Jared Jeffries – NYK [SF,PF]: A broken wrist kept Jeffries out until December, and he didn’t show much upon his return. When he’s on, Jeffries can defend three positions and does a lot of the little things well. Unfortunately for fantasy owners, those little things don’t include scoring. His defensive skills could get him a prominent role on a team that is desperate for stoppers, particularly in the starting lineup.

Wilson Chandler – NYK [SF,PF]: Chandler was New York’s first-round draft pick in the 2007 NBA Draft. He’s got good athleticism and can play either forward position, but he will slot in at small forward. Not that he’ll play enough for it to matter, though. The Knicks are expected to compete for the postseason, so giving the rookie time to develop is not a priority as the 2007-08 season begins.

POINT/SHOOTING GUARD

* Jamal Crawford – NYK [SG]: Crawford benefits from New York trading Steve Francis – he’ll presumably be the starter at shooting guard. However, Randolph is expected to need the ball every bit as much as Curry, and since the Knicks will favor the inside game, Crawford will not be asked to shoot 15 times a game like he did last season. That could be okay from a fantasy perspective because Crawford’s a combo guard who can handle the ball and will have a chance to increase his assists while sacrificing scoring. New York is not an ideal situation for Crawford as a scorer, but he can put up numbers all across the board for a fantasy team.
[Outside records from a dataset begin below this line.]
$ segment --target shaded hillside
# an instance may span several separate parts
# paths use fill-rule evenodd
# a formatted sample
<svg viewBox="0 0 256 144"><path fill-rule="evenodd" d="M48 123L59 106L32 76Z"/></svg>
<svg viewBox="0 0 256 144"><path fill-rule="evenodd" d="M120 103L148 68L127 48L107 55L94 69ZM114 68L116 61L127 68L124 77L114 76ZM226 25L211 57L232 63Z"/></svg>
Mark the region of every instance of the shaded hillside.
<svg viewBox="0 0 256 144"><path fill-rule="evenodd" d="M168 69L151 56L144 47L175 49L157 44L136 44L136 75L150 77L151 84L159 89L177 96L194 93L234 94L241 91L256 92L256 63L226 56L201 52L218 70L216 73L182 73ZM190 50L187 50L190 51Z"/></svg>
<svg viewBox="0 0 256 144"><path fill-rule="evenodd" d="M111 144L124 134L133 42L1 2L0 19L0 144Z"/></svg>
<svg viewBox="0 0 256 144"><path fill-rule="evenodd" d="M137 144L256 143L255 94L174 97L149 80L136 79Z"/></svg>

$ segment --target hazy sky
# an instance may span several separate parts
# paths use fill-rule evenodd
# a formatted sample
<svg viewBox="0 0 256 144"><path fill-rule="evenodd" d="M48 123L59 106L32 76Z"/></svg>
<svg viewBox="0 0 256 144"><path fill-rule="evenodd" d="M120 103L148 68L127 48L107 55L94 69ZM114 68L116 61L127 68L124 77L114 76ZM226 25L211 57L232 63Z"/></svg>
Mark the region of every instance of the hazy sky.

* Stephon Marbury – NYK [PG]: Knicks coach Isiah Thomas has gotten Marbury to buy into the inside-first game featuring Eddy Curry. He’ll have to continue to play like that now that Zach Randolph is on board. Marbury’s a scorer at heart, but he will asked to do more to get his teammates involved in 2007-08.

Nate Robinson – NYK [PG,SG]: Robinson can score in bunches and doesn’t need a lot of minutes to do so, but the Knicks would like him to develop more traditional point guard skills. He’s very athletic, can get to the basket and has a nice jump shot, but he turns the ball over as often as he dishes. Robinson could lose minutes to Mardy Collins.

Why? Robinson enters his third season and has yet to give the Knicks what they want in a point guard. The kid can score and is a legitimate three-point threat, but he hasn’t taken to the ball distribution/getting others part of the job. He has a career 1.7/1.4 assist-to-turnover ratio. The team has an option on him after this season and they’ll wait to see what he gives them this year.

Mardy Collins – NYK [PG,SG]: Collins finished out the season on a roll for the Knicks, averaging 14.8 points, 6.7 rebounds, 5.8 assists and 2.0 steals per game in April, which amounted to a mini-audition at point guard. That also came with four turnovers per game, but he’s normally a good decision-maker who doesn’t get too flashy. Robinson has never taken hold of the backup point guard job, so Collins could be making a move up in the rotation.

Why? Collins showed some stat-stuffing abilities in a late season audition at point guard and offers coach Isiah Thomas a guard that actually looks to pass first. He’s not an effective shooter, but won’t be asked to shoot much; he’ll usually be on the court with scorers. We look for him to pass Nate Robinson on the depth chart.

Fred Jones – NYK [SG,SF]: Jones came over from Portland in the deal for Randolph, mainly as a throw-in salary. He’s not a great shooter, so he has his limits as a scoring guard. He’s comfortable going to the basket, but there will not be enough playing time for him to make use of his skills.

Jared Jordan - NYK [PG,SG]: The Clippers drafted Jordan in the second round, and many argued that he was one of the best pure point guards in the draft. The Knicks acquired him in late September. There are huge questions about the Marist product's athleticism, and we expect him to spend this year gaining seasoning and strength in the NBDL.